Python, once installed, is machine and os independent. Python is available for most of the used computer system and operating system combinations.

If a project runs on a Python version on a pc then it will run on a different pc with a different architecture and operating system if the same Python version can be installed on it.

As one starts to use programming, recording the Python version should be sufficient, to be able to reproduce the project later. To be extra safe machine and operating system can be documented too if needed.

pyproject.toml file is used currently by Python developers for storing metadata about a Python project for creating and distributing packages, which can be used for storing Python version details and some other basic metadata about the project in a structured way. Note that the name is required to be pyproject.toml in case automation tools are used later as they check for a file with this specific name.

More details can be found at Python Docs: Packaging: pyproject.toml

23.3.2.1.2 External packages

As a user in programming most of the projects will use external modules and packages to find solution to a problem.

Dependencies and solutions related to this have been discussed in Section 18.4 related to virtual environments.

23.3.2.2 Documentation

Documentation is a critical part of any code project as it helps the author and users throughout the lifecycle of the project. The most common situation is when looking at the code written by self after some time becomes hard to understand. Documentation helps in this situation too.

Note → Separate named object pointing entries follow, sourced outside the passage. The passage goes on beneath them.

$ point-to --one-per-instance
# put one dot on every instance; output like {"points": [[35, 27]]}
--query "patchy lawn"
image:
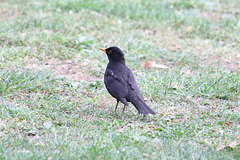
{"points": [[53, 101]]}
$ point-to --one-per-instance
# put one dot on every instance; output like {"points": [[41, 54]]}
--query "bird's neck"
{"points": [[122, 60]]}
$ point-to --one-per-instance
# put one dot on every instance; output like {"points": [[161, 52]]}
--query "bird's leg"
{"points": [[116, 106], [124, 108]]}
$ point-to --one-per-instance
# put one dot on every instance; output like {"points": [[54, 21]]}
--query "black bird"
{"points": [[120, 83]]}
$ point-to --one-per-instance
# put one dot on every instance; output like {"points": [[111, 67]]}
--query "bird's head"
{"points": [[114, 54]]}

There are 3 key areas of documentation.

  • Doc strings: document functions, classes
  • Comments: in the code itself to explain key concepts and logic applied
  • readme.md: documentation for the project at high level

VSCode extension, autoDocstring - Python Docstring Generator can be used to assist in creating docstrings. Using such tools help use best practices evolved by experience of developers.

There are tools like Sphinx to automate parts of documentation of Python projects. These are generally needed for large coding projects.

One of the most important aspect is to structure the code so that it documents itself. For example naming objects, files and folders well so that they are self explanatory. Organizing function definitions and calls such that they self explain the flow of logic implemented. Giving thought to these aspects complements documentation.

23.3.2.3 Version control

Uses of version control systems has been discussed in Chapter 6. While using git below are some things that should be part of the workflow.

  • Regularly maintain .gitignore file
    • .py-venv folder is large and need not be tracked as it can be restored using requirements file
    • anticipate and add directory and file patterns at the start of the project, it is inefficient to untrack files/folders later
  • Do regular structured commits with helpful messages

23.3.3 Sample structure

  • project root
    • .git/
    • .py-venv/
    • docs/
    • src/
      • inputs.py
      • category_1_funcs.py
      • category_2_funcs.py
    • main.py or app.py
    • pyproject.toml
    • py-requirements.txt
    • readme.md
    • .gitignore

Since the main.py (or app.py) can directly call functions from directories beneath it, e.g. import src.category_1_funcs as <category_1> and use functions as <category_1>.<function_name>(), there is no need for using packages with __init__.py for very small projects.

The only drawback is you cannot cross reference objects from files across folders, unless they are in flat hierarchy below.

Functions can further be put into subdirectories.